End of the Mara Hoffman Era
Or, the Beginning of Ending Things?
Kelsey Steele
Last month, fashion designer Mara Hoffman announced that she’s shuttering her namesake label after 24 years. Having championed ethical and sustainable supply chain practices for over a decade, she’s the most notable in a recent trend of closures of sustainable slow fashion brands. Citing the financial challenges of those commitments in the current fashion industry and questioning the morality of scaling just to scale, Mara told Vogue, “I could just keep going and build collection after collection and try to figure out what a department store wants, sit on piles of inventory because this is how the system is…. but here we are buried in clothes, we’re buried in stuff because we can’t let things die.” Deeply spiritual and ever a visionary, Mara remains hopeful for the future of fashion but hopes her decision can inspire a new era of ethical inaction in business. “Everyone knows how to begin things. People are not versed or trained in our culture to end things because we don’t want to end things.” Maybe now’s the time to start.

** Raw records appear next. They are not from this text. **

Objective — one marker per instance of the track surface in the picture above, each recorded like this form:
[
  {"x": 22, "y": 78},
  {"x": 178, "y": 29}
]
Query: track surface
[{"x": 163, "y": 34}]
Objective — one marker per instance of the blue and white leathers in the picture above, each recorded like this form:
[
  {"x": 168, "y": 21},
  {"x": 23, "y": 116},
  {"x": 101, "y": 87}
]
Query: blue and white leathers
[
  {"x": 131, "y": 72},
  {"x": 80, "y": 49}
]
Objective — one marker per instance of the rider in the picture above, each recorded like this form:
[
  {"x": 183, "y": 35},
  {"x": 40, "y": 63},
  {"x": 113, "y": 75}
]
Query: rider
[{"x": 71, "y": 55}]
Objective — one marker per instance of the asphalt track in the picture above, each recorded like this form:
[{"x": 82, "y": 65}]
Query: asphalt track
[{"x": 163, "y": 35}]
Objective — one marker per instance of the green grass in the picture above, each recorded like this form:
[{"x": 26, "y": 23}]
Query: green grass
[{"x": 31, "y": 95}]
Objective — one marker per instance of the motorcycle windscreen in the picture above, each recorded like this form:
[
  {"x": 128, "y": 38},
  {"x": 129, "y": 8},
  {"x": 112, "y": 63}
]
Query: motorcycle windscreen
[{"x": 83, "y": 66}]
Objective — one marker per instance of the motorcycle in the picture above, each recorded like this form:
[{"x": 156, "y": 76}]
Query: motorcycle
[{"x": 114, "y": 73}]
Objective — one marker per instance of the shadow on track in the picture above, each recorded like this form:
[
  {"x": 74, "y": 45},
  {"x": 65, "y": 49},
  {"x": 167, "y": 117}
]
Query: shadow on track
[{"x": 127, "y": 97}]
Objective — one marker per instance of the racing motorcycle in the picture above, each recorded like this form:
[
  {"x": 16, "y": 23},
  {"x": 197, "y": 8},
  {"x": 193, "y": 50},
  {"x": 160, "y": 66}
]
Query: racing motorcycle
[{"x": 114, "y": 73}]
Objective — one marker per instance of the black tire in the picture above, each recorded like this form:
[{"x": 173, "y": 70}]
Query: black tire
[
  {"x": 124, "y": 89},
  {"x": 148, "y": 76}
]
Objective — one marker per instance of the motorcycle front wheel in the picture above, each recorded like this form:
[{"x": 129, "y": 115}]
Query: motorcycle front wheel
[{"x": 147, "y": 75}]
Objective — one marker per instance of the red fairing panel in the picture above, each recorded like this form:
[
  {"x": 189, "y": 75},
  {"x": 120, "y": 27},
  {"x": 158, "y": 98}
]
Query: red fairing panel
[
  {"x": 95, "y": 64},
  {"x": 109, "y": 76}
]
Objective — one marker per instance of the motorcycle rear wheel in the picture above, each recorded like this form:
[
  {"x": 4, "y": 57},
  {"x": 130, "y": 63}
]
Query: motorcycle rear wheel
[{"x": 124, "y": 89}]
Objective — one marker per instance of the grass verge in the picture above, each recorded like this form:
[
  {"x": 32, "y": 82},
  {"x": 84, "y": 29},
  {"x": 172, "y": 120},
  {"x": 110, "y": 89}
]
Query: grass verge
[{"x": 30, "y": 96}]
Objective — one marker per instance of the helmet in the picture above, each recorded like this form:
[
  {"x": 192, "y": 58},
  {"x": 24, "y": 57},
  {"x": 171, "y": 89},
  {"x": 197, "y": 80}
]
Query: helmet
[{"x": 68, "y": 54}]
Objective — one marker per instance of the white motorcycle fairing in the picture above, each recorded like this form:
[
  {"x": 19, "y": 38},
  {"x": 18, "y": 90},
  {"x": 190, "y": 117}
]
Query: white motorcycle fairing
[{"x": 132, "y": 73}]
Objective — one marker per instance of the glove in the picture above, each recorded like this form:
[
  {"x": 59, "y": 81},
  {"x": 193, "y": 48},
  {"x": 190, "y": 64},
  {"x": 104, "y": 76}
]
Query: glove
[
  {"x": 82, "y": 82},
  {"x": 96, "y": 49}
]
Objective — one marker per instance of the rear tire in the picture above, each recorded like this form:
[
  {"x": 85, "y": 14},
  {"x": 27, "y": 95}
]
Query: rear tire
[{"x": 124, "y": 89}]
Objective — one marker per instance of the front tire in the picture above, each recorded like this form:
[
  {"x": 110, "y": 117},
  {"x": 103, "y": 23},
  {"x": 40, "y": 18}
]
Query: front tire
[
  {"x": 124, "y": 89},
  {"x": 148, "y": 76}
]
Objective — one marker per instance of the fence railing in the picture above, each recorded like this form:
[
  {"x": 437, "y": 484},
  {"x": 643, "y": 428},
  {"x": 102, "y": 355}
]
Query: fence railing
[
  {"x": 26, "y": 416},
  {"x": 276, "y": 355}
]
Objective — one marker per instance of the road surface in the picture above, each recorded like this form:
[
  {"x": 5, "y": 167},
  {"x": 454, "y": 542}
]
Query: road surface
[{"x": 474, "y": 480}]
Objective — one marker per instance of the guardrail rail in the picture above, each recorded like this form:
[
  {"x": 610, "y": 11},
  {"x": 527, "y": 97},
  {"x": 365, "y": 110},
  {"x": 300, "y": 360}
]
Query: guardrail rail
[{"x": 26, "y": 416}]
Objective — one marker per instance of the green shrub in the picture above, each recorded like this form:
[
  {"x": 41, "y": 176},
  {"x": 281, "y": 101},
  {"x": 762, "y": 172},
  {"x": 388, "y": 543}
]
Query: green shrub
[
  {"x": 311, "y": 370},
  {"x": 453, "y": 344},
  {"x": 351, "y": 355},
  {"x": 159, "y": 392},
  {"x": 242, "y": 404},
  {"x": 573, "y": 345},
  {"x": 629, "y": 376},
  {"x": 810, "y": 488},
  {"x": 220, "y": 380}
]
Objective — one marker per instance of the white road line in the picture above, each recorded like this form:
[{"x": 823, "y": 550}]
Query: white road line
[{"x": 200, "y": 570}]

The Teen Magazine is About to Make a Much Needed Comeback
Are magazines for teens or old-farts?
Marissa Roberge
The other night, I was scrolling on TikTok as one does and started seeing content announcing J-14 Magazine’s print relaunch. J-14 was a tween magazine, featuring tear away posters and stories about teen heartthrobs that hit peak popularity in the early 2000s. As a young millennial that grew up pillaging drugstore magazine racks for these types of tabloids, the TikToks made me pretty nostalgic and I realized how few glossies like this exist anymore. It sent me down a rabbit hole.
Teen magazines started to drop out of circulation completely between 2017 and 2020. No surprise, there’s a whole world of subcultures surrounding fallen publications. There are super fans selling and buying old issues for hundreds of dollars on eBay. And it’s not just teen magazines, niche publications like SAVEUR, a 30-year-old food and culture magazine, have leveraged their fandom to relaunch print issues that are published less frequently. These quarterlies have become more of a status symbol than the light, timely reading material they once were. But these grownup subcultures can’t be the driving force behind the relaunch of a tween zine. So who is?
Magazines used to be such a big part of adolescence, especially for young women.But we’ve lost those kid specific spaces. I’m not claiming the teen magazines of the 90s and 00s were the healthiest, but they definitely had a safety and youthfulness missing from social media. TikTok is a grownup space that has kids on it, whereas teen magazines were designed for the kids that would be reading them by adults. Could this be why we’re seeing Sephora teens trying out adult anti-wrinkle serums instead of the colorful and sweet smelling chapsticks that consumed my childhood?
And then there’s the Gen-Z of it all. Gen-Z is a bit obsessed with Millennial culture. They’re reviving the flip phone and digital camera in an effort to unplug - so why not magazines? Some are calling this the slow media movement, likening magazines to the revival of vinyl. Whatever the driving force, I’m excited to see where magazine and teen culture is headed.
What’s Even Possible in Tech? I bet Apple Knows.
Where are the genius engineers behind the 'brilliant’ marketers?
Jarryn Shin
Apple released macOS Sequoia and iOS 18 this week with new features like the ability to send scheduled messages, iPhone to Mac continuity, and ChatGPT integration. Definitely cool stuff, but after every WWDC, I see comments from people like this…
It makes me think. Is Apple still innovative? How much is Apple holding back from the people who’ve bought into their world of dependency? These new features often seem to be a sigh of relief from an existing annoyance, rather than a “WOW!” inducing surprise to consumers for an innovation they didn’t realize they needed.
On the other hand, GPT-4o was a surprise to many. The model is freakishly cheeky, practically has eyes, and works far beyond any existing AI models currently available to consumers. One might even argue its capabilities far surpass your neighborhood genius. So where is tech really? I can’t fathom what our tech will be in 10 years, but are we okay with companies like Apple dictating that future? Computer science majors are growing fucking fast, yet tech layoffs don’t seem to stop, so Gen-Z startups… Can y’all step in?